Le Monde, 21.11.08
[articolo originale di Philippe Ridet qui]
La televisione pubblica italiana dà un’ immagine inesatta della realtà? A questa domanda, Silvio Berlusconi ha già risposto di sì. Egli le rimprovera, in questi tempi di crisi, di “diffondere l’angoscia e il pessimismo” quando invece “dovrebbe cooperare affinchè le cose migliorino”. “Farò tutto il possibile perché le televisioni non siano mediatori d’ansia”, ha spiegato qualche giorno fa.
Il suo amico e cofondatore di Forza Italia, il senatore Marcello Dell’ Utri, si è preso anche lui la libertà di fare questo commento: “In televisione, ci sono presentatori che hanno facce un po’ gotiche, un po’ cupe. Il direttore dovrebbe dare prova di un maggiore spirito di finezza”. “La RAI non è una proprietà di Berlusconi”, ha ricordato l’associazione dei giornalisti della rete pubblica.
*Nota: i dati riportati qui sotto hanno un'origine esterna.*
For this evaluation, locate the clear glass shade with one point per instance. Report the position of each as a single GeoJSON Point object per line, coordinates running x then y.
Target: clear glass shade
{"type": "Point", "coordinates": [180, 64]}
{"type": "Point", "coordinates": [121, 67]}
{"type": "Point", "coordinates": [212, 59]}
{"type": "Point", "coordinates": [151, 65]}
Ma ciò che irrita più di tutto il presidente del Consiglio, sono le trasmissioni di dibattiti o di satira politica, molto numerose in Italia. “Ogni giorno, su tutti i canali, mi prendono in giro. Questa consuetudine diventa insopportabile. Deve finire”, ha rivelato. “Non andremo mai più in televisione per farci insultare”, ha detto ai suoi ministri. Un oukase piuttosto poco rispettato. Compreso da se stesso.
Martedì 18 novembre. Mentre la trasmissione di dibattito politico “Ballarò” su RAI 3 volgeva al termine, il presidente del Consiglio si è autoinvitato a telefono per sfidare uno dei suoi avversari, Antonio Di Pietro, presidente dell’ Italia dei valori (IDV), che lo aveva accusato precedentemente di essere un “corruttore politico”: “Si presenti dinanzi ad un magistrato per denunciarmi, altrimenti sarò io a trascinarla in tribunale per calunnia”.
Intrusione? Di nuovo. In passato, Berlusconi è già intervenuto a più riprese in maniera improvvisa nelle trasmissioni alle quali non era stato invitato. Pressione politica? Anche questo è un modo, per lui che possiede un impero televisivo (Mediaset), per mostrare che alla RAI è come a casa sua.
Questi cenni di nervosismo si verificano in un momento in cui Berlusconi deve far fronte alla protesta di piazza e ad una grave crisi economica. Se la sua popolarità si manteneva intorno al 60%, il presidente del Consiglio ha perso qualche punto durante le manifestazioni studentesche all’inizio di novembre contro la riforma dell’ educaziuone del ministro della pubblica istruzione, Mariastella Gelmini.
Campo di battaglia
Inoltre, la prospettiva di una lunga crisi accompagnata al rischio di un ritorno all’ “antipolitica” lo preoccupa. Essere il bersaglio di imitatori e fantasisti non è il modo migliore per diventare un giorno -è questo il suo sogno- presidente della Repubblica, una delle figure più rispettate della penisola. Tutto ciò spiega questa nuova offensiva contro la televisione pubblica e questo tentativo di controllo della sua immagine e della presentazione del suo operato. “La televisione diventa nuovamente il campo di battaglia della politica”, scrive il politologo Ilvio Diamanti nel quotidiano La Repubblica.
Per ora, si tratta solo di pressioni e di minacce. In passato, Berlusconi ha dimostrato di saper andare più lontano e più forte. Nel 2002, aveva chiesto -e ottenuto- la testa di due giornalisti, tra cui il rispettatissimo Enzo Biagi.
Alcune intercettazioni telefoniche hanno rivelato che tra il 2001 e il 2006 alcuni collaboratori Mediaset erano stati collocati alla testa della RAI per pilotare le strategie dei programmi della rete pubblica. Obiettivo: orientare l’ informazione in favore di Berlusconi.
Questi attacchi alla rete pubblica hanno luogo in un momento di grande incertezza relativa alla scelta del futuro presidente della commissione parlamentare di sorveglianza della RAI, un posto che deve ritornare all’ opposizione e che aprirà la strada ai futuri cambiamenti nella direzione delle reti.
Da luglio, i partiti di sinistra non riescono a mettersi d’accordo su un nome. Berlusconi ha dato il via libera affinché i membri di sinistra della commissione designassero un candidato di sinistra che non avesse l’ appoggio del suo partito. Il presidente del Consiglio, contento di seminare zizzania nell’ opposizione, si è, ovviamente, difeso da ogni intervento in questa questione.